Thursday, June 23, 2011
When it comes to education, Wisconsinites have always been on the cutting edge. The very first kindergarten in the US was founded more than 150 years ago in the town of Watertown, WI. In higher education, the University of Wisconsin-Madison awarded the first Ph.D. in chemical engineering ever granted in 1905. Continuing the trend of advancing education in the state, K-12 schools in Wisconsin are going Google.
Thanks to a collaboration between the Wisconsin Department of Public Instruction and the 12 Cooperative Educational Services Agencies (CESAs), over 850,000 students and 55,000 teachers across Wisconsin will have access to Google Apps for Education, professional development and technical deployment support.
"It’s fantastic to have such support for public education from Google, an outstanding leader in the business and information systems world," says Wisconsin State Superintendent Tony Evers. "I’m glad we were able to dedicate resources to help schools take advantage of this opportunity. Schools need to save time and money, and students need to learn collaboration and technology skills so they will graduate ready for higher education and the workforce. "
One of the reasons Wisconsin decided to bring Google Apps to the state was the overwhelming support from individual school districts. In fact, 81% of educators polled in an exploratory survey were already using or strongly considering Google Apps for Education. Many school districts who had gone Google offered to share their experiences to help the state make an informed decision.

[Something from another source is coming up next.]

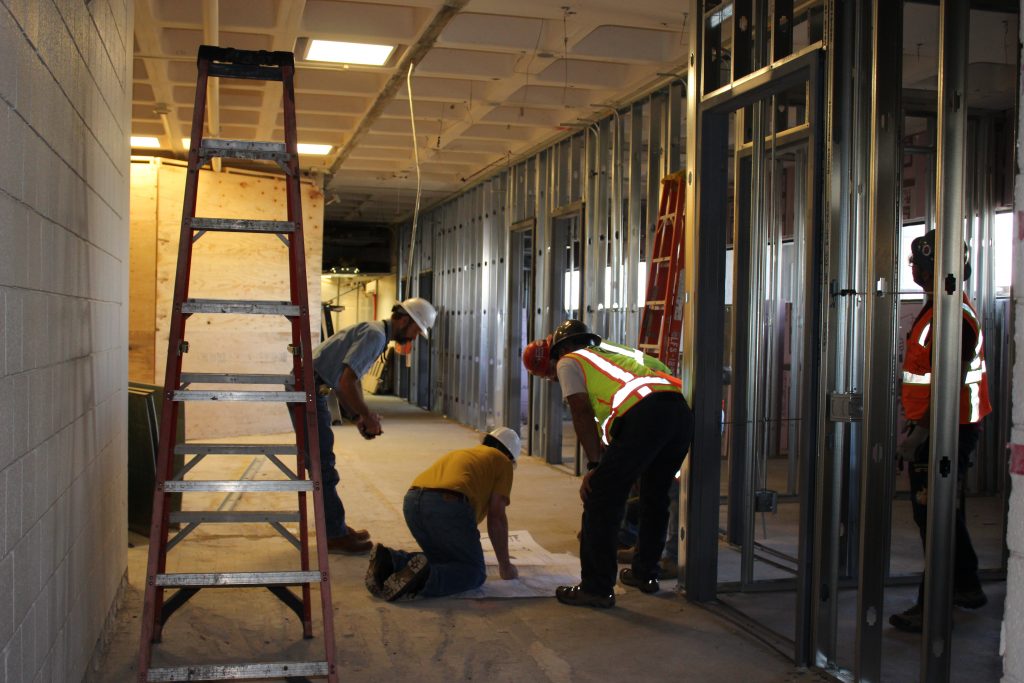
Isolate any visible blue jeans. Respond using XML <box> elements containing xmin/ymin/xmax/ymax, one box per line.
<box><xmin>388</xmin><ymin>489</ymin><xmax>486</xmax><ymax>598</ymax></box>
<box><xmin>314</xmin><ymin>391</ymin><xmax>347</xmax><ymax>538</ymax></box>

Jon Tanner, Technology Director of Oregon School District in southern Wisconsin, moved to Google Apps in 2007 and found that "by choosing Google Apps, the Oregon School District has saved tens of thousands of dollars, improved the reliability of our email systems, enabled easier collaboration for staff and students, and provided students with experience on the kinds of web-based, collaborative software that they will use in the workplace."
40 miles south, teachers in the Janesville School District have been using Google Apps for the past 2 years to create paperless classrooms. Franklin Middle School uses Google Sites to distribute the school's newspaper. Third grade teacher Nicole Andresen has gone paperless by relying on Gmail and Google Docs to distribute assignments. "I can create comprehension questions, surveys and other assignments for my students to answer from their email using Google Forms," she said, "and it's so much easier for me to grade since I don't need to remember to bring worksheets home."
Kathy Boguszewski, Library Media & Instructional Technology Coordinator in Janesville, is excited for other Wisconsin schools to join the 12 million students and teachers that have gone Google worldwide. "Google Apps is changing how we work and teach," she said, "and we are loving it!"